As drones become smaller and more capable, scientists can use them to understand and explore some of the most remote lakes in the world. We’ve noticed the idea of a “backpackable ROV” becoming a recurring trend on OpenExplorer expeditions. Mostly because they’re a safe alternative to diving.

The Steep N’ Deep team is bucking that trend (although they’re planning to bring drones and ROVs). They’re developing a new technique to actually dive in these lakes:

While working as commercial divers amongst the fjords of Canada’s Vancouver Island, the two best friends began formulating an idea of how to advance the art of underwater exploration and carry on the legacy of Stratos. Their initial goal was to complete physiological research dives in the highest-altitude lake on every continent, until they learned about the deadly phenomenon of glacial lake outburst flooding and the catastrophic damage these climate disasters cause to downstream communities. They recognized that their mission and unique skillsets could be adapted to help protect the lives and livelihoods of people on the brink of becoming climate refugees.

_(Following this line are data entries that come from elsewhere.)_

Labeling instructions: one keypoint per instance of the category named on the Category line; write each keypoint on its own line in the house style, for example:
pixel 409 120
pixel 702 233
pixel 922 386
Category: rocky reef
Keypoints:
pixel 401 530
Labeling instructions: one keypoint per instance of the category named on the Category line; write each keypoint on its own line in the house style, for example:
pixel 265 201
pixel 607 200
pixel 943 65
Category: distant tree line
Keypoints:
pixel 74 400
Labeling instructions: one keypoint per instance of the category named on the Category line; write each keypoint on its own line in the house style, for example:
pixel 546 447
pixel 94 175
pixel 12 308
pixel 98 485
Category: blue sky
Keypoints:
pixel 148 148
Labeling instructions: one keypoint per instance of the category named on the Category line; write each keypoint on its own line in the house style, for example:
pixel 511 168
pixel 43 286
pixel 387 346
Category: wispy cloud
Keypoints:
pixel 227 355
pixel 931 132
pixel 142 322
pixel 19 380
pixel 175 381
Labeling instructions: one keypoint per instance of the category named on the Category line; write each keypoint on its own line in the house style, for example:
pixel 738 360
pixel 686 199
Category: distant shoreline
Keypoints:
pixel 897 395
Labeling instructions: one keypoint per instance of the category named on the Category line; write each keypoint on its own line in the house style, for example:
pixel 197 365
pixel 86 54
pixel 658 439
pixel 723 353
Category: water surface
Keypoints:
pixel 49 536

The problem is that many of these remote glacial lakes are at more than double the accepted limits of high-altitude diving, and nobody knows how the human body will handle the extreme changes in pressure, oxygen availability and environmental conditions. Overcoming these obstacles requires creativity, courage, innovation and new ways of thinking. This challenge inspired the development of a hybrid of exploration disciplines known as Isolation Diving.